Etotal initial + Energy Transfer = Etotal final

Energy can be stored in a system via different storage mechanisms. In this lab we will consider only two storage mechanisms, kinetic energy (KE) and gravitational potential energy (PEg). The definitions for these energy types are shown in the table below.

Energy Symbol Meaning Definition Meaning of Variables in Definition

Kinetic Energy KE Energy of motion 1 /2mv 2 m = mass of object v = speed of object

Gravitational

Potential

Energy

PEg

Energy stored

in object/earth

system

mgh

m = mass of object

h = height relative to zero height

The location of h=0 is arbitrary.

In the expression for gravitational potential energy, (mgh), note that g is equal to positive 9.8m/s2. g does not equal a negative number!

The total energy of a system is the sum of the kinetic and gravitational potential energies:

Etotal = KE + PEg —————————(equation 1)

Question 1

Complete the following table by using the definitions above to determine when each quantity is positive, zero or negative. Two of the answers have been filled in for you as examples.

Quantity Sign of

Quantity Meaning

Kinetic

Energy

Positive

Zero Object is at rest

Negative

Gravitational

Potential

Energy

Positive Object is located above h=0.

Zero

Negative

There are various ways to transfer energy between the system and the environment. Work (W) is one of these ways. In this lab, we will only discuss work for an object moving along a straight line that is exerted by a force that is directed along that line. For this particular case work, W is defined as W = ± Fext d

Where Fext is an external force acting on an object and d is the distance it travels under the influence of that external force.

If the object moves in the same direction as Fext, then the work is positive.

If the object moves in the direction opposite to the direction of Fext, then the work is negative.

The SI Units of energy and of work are Joules

Conservation of energy states:

KEi + PEgi + W = KEf + PEgf

(Etotal)i + W = (Etotal)f —————–(equation 2)

Here i and f indicate initial and final states of the system. In this expression, the work is done by agents outside of the system on an object inside of the system.

We say that the energy of a system is conserved whenever (Etotal)i = (Etotal)f.

Question 2

What must the work be for (Etotal)i to be equal to (Etotal)f?

Experiment 1: Consider the situation shown at right that involves a girl skateboarding on a frictionless track as shown. The girl rides down the hill, reaches the bottom, rises on the other side of the track, turns around, then rides down the hill once again. Assume the system consists of the girl, her skateboard, and the earth. The track is a part of the environment, not a part of the

system.

Predict the following. For the potential energy you can consider h=0 to be at the bottom of the track.

Prediction 1 While the girl is riding down the hill:

a) Is the kinetic energy positive, or zero? (Hint: take a look at your answer to question 1.)

b) Is the height of the girl positive, negative or zero? (Hint: consider height h=0 at the bottom of the track.)

c) Is the gravitational potential energy positive, negative or zero? (Hint: take a look at your answer to question 1.)

d) Is the total energy positive, negative or zero? (Hint: look at the definition of total energy in equation 1.)

e) Does an external force act on the girl?

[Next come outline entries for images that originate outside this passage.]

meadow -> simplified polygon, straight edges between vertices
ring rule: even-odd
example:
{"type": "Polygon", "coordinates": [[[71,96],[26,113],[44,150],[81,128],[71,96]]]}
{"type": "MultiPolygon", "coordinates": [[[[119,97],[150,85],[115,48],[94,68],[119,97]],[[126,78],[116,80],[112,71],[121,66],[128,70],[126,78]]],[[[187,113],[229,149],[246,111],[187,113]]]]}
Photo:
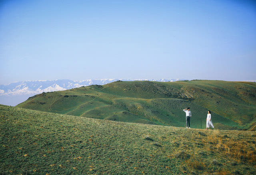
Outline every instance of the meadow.
{"type": "Polygon", "coordinates": [[[256,129],[256,83],[194,80],[118,81],[42,93],[16,106],[109,120],[184,127],[190,107],[191,126],[204,128],[208,110],[219,130],[256,129]]]}
{"type": "Polygon", "coordinates": [[[256,136],[0,105],[0,174],[256,174],[256,136]]]}

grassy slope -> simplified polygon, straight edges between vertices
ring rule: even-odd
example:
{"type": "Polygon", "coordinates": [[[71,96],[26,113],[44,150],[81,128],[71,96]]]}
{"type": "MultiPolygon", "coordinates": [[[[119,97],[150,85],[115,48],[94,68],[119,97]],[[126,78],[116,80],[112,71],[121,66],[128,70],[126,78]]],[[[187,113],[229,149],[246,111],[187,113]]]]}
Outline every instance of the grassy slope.
{"type": "Polygon", "coordinates": [[[207,111],[210,110],[213,112],[214,124],[219,129],[253,130],[256,122],[256,97],[254,83],[118,81],[43,93],[17,106],[94,118],[176,126],[184,126],[185,113],[182,110],[190,106],[193,128],[200,128],[201,119],[204,127],[207,111]]]}
{"type": "Polygon", "coordinates": [[[187,130],[2,105],[0,131],[1,174],[256,173],[254,132],[187,130]]]}

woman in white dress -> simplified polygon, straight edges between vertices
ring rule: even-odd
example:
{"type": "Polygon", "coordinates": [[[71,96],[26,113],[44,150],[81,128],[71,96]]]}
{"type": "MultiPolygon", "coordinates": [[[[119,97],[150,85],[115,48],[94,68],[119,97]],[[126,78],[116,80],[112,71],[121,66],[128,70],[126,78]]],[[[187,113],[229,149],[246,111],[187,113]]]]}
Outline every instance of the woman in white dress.
{"type": "Polygon", "coordinates": [[[211,117],[211,111],[208,110],[208,114],[207,114],[207,118],[206,118],[206,130],[208,129],[208,128],[209,128],[210,130],[211,129],[211,128],[214,128],[212,124],[212,122],[211,117]]]}

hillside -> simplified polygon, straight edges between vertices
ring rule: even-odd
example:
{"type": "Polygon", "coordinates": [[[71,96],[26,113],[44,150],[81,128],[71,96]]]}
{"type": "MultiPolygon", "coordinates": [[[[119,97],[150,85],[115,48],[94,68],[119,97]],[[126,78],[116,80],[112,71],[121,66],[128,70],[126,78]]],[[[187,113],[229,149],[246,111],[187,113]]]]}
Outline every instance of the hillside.
{"type": "Polygon", "coordinates": [[[111,120],[184,127],[190,107],[194,128],[206,125],[207,110],[219,129],[251,128],[256,123],[256,83],[194,80],[118,81],[43,93],[17,107],[111,120]],[[241,122],[242,116],[242,123],[241,122]]]}
{"type": "Polygon", "coordinates": [[[0,105],[0,174],[255,174],[254,132],[187,130],[0,105]]]}
{"type": "MultiPolygon", "coordinates": [[[[148,80],[167,82],[177,81],[179,79],[162,79],[158,80],[125,79],[123,81],[148,80]]],[[[118,80],[123,80],[100,79],[88,79],[81,81],[74,81],[71,80],[38,80],[20,81],[7,85],[0,85],[0,104],[14,106],[23,102],[30,96],[43,92],[64,90],[92,85],[106,85],[118,80]]]]}

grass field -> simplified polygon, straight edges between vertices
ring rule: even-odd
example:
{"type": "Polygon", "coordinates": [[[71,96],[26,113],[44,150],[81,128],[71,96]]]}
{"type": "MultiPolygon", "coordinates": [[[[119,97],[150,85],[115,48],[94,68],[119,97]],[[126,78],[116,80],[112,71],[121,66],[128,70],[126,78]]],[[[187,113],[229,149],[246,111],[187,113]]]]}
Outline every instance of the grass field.
{"type": "Polygon", "coordinates": [[[256,137],[0,105],[0,174],[256,174],[256,137]]]}
{"type": "Polygon", "coordinates": [[[110,120],[184,127],[190,107],[192,126],[206,125],[207,110],[219,129],[255,130],[256,83],[194,80],[117,82],[43,93],[17,106],[110,120]]]}

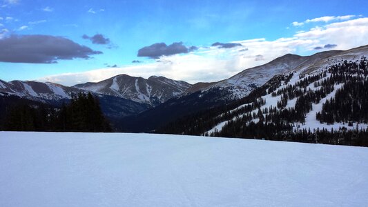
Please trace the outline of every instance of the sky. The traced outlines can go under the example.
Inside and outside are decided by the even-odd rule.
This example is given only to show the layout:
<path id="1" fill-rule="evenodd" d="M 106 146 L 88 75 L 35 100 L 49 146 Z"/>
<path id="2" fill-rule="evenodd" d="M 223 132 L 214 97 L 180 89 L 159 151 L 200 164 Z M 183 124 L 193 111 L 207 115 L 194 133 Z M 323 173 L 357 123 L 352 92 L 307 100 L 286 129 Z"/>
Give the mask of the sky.
<path id="1" fill-rule="evenodd" d="M 368 44 L 366 1 L 0 0 L 0 79 L 191 83 Z"/>

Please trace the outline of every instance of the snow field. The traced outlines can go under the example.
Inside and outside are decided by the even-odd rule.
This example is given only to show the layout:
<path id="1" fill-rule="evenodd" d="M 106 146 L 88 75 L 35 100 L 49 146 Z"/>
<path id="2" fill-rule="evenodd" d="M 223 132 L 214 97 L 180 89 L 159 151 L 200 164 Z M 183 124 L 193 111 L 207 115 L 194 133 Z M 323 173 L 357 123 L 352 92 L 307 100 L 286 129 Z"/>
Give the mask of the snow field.
<path id="1" fill-rule="evenodd" d="M 364 206 L 368 148 L 0 132 L 0 206 Z"/>

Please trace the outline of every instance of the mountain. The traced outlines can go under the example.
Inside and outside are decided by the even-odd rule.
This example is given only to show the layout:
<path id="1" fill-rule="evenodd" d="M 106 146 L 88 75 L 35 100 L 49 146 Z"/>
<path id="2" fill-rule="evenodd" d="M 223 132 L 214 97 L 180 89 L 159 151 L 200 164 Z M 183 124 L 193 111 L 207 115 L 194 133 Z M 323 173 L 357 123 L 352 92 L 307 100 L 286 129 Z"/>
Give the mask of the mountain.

If so what/who is exerting the force and in what direction?

f) Is the work performed on the girl by this external force positive, negative or zero? (Hint: does the girl move in the same direction as the external force, in he opposite direction, or perpendicular to it?)

g) Is the girl speeding up, slowing down, or moving at constant speed?

h) Is the kinetic energy increasing, decreasing, or remaining constant? (Hint: take a look at the definition of kinetic energy in the table on page 1.)

i) Is the potential energy increasing, decreasing or remaining constant? (Hint: take a look at the definition of potential energy in the table on page 1.)

j) Is the total energy increasing, decreasing or constant?

The last prediction focused solely on the interval when the girl was riding down the incline. The next two predictions will ask you to tabulate answers about all the portions of the girl’s motion. Ask yourself the questions from the last prediction to complete the following predictions.

Prediction 2 Indicate whether each of the following are positive, negative or zero by writing

a ‘+’, ‘–’ or ‘0’ in each cell of the table.

KE PEg Etotal The girl starts out at rest at the top of the track

The girl is riding down the track

The girl is at the bottom of the

track

The girl is riding up the other side

of the track

The girl reaches the top of the

other side of the track

Prediction 3 Complete each cell by indicating whether each quantity is increasing (I),

decreasing (D), constant (C), a maximum (Max) or a minimum (Min).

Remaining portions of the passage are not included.